Even a substance as innocuous as CBD, at least when compared to narcotic medications, is not completely without its drawbacks, however.
CBD Side Effects
First, CBD is unregulated by the FDA, save for Epidiolex.
This doesn’t mean that it’s harmful by default, but it does require consumers to be more scrutinizing in their research, and unfortunately, it opens doors for less savory vendors to cut corners.
It’s also important to note that in some studies focused on CBD oil benefits, a small portion of the participants reported side effects, including:
- Changes in appetite
- Dry mouth
- Low blood pressure
According to data from our 2019 CBD Consumer Report, only about one in ten current CBD consumers reported experiencing side effects.
Finally, CBD can affect the metabolism of a broad spectrum of commonly taken drugs, including painkillers, statins, antidepressants, and more, by inhibiting the liver enzymes responsible for metabolizing those drugs.

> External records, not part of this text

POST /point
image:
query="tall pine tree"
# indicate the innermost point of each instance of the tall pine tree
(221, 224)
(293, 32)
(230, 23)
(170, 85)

Best Practices for New Users
As always, if you have any questions at all about any of the above issues when considering taking CBD, it’s best to consult your physician.
These CBD oil benefits aren’t promised, rather, they’re a hopeful glimpse at a potential for future treatments that consumers can choose to pursue right now, hopefully with a conscientious and well-measured approach.
Just like the pathologies mentioned above, CBD can affect everyone differently, so treat the research as just one portion of your personal trial, and your actual experience with the product as another.
As long as you research established brands, track your use and consult with a doctor whenever necessary, you will have the greatest chance of benefiting from CBD in one or more of the above ways.